We love skewers, there's something so satisfying about food on a stick...popsicles, lollipops, kebabs, name one thing that's served on a stick that would be equally as delicious served in a bowl...All jokes aside, these Keto Chicken Teriyaki Skewers with Pickled Cucumber Salad are one of our favorite quick and easy weeknight dinners.
We're also obsessed with anything and everything that is pickled. Like, crazy obsessed. This quick pickled cucumber salad is based on one of our favorite sushi restaurants cucumber salad. It's tangy, a bit sweet, and goes great with the charred chicken.
The sauce in this recipe is the star of the show though. When you're cooking the chicken, you'll think it's going to be quite boring but then when you brush the sauce over the skewers and continue to cook them until the chicken is charred and the sauce is sticky, well that's just perfection.
If you need another side to serve up with these skewers, cauliflower rice would be the obvious choice but we're also in love with these Kung Pao Brussels Sprouts!
Plant-based? We love making this recipe with firm tofu cubes instead of chicken! Simply sub out the chicken for pressed tofu cubes (we love Hodo Tofu as it's really firm) and grill until charred. Easy peasy!

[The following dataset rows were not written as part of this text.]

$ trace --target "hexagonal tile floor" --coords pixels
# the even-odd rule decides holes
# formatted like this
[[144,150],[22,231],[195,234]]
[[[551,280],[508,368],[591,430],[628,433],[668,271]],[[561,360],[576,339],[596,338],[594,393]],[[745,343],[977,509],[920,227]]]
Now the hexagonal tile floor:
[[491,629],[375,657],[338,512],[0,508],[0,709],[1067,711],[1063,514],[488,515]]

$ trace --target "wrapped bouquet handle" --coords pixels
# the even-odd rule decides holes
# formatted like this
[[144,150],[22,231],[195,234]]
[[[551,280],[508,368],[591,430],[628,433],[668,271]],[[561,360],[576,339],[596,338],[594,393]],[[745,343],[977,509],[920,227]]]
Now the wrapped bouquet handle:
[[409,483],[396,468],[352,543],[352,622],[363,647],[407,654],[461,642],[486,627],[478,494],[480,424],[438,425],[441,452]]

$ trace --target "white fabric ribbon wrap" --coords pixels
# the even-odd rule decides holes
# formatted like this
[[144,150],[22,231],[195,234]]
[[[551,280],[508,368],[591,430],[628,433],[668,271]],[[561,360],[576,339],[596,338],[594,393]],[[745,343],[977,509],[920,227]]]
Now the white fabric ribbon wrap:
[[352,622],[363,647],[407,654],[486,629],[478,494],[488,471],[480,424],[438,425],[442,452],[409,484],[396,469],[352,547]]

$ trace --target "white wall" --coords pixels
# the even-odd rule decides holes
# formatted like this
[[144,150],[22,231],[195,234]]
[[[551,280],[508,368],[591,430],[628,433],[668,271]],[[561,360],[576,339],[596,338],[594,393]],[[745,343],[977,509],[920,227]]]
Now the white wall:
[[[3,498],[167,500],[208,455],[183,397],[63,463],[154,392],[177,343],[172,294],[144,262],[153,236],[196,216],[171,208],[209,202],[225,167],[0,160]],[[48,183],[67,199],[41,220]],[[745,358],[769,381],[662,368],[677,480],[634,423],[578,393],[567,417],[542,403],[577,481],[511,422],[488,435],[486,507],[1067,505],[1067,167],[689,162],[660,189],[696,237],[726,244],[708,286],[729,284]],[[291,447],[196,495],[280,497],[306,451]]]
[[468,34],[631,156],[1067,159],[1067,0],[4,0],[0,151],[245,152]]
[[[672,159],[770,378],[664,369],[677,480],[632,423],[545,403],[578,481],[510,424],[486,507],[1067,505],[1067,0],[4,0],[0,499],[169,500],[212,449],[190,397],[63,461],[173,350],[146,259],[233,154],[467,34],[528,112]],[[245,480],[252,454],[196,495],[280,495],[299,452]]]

Keto Chicken Teriyaki Skewers with Pickled Cucumber Salad
- 1 lb chicken cut into 2” cubes, pressed tofu if plant-based
- 4 green onions cut into 2” pieces
- ½ teaspoon sea salt
- 1 teaspoon sesame seeds
- ¼ cup coconut aminos
- 2 tablespoons rice wine vinegar
- 2 tablespoons hot water
- 2 tablespoons brown erythritol
- ½ tablespoon tapioca starch
- ½ tablespoon minced ginger
- 1 clove minced garlic
- ¼ teaspoon white pepper
Pickled Cucumber Salad
- ¼ cup rice vinegar
- 3 tablespoons powdered erythritol
- ½ teaspoons salt
- 2 teaspoon toasted sesame oil
- ½ teaspoon red pepper flakes
- 1 large cucumber thinly sliced
- ¼ small shallot thinly sliced
- Combine all of the ingredients for the cucumber salad in a shallow bowl, refrigerate for at least one hour before serving.
- Mix together the sauce ingredients in a small bowl, set aside.
- Alternate threading the chicken and green onions onto the skewers. Sprinkle with salt.
- Grease a cast iron grill pan and place over medium heat. Grill the skewers for 3 minutes per side.
- Divide out half of the sauce, so that you’re not dipping the brush that touched raw chicken back into the sauce. Brush the skewers on each side with half of the sauce, continue to cook and baste with sauce, flipping the skewers every minute or so, for an additional 5 minutes.
- To serve, sprinkle the skewers with the sesame seeds and serve with the cucumber salad.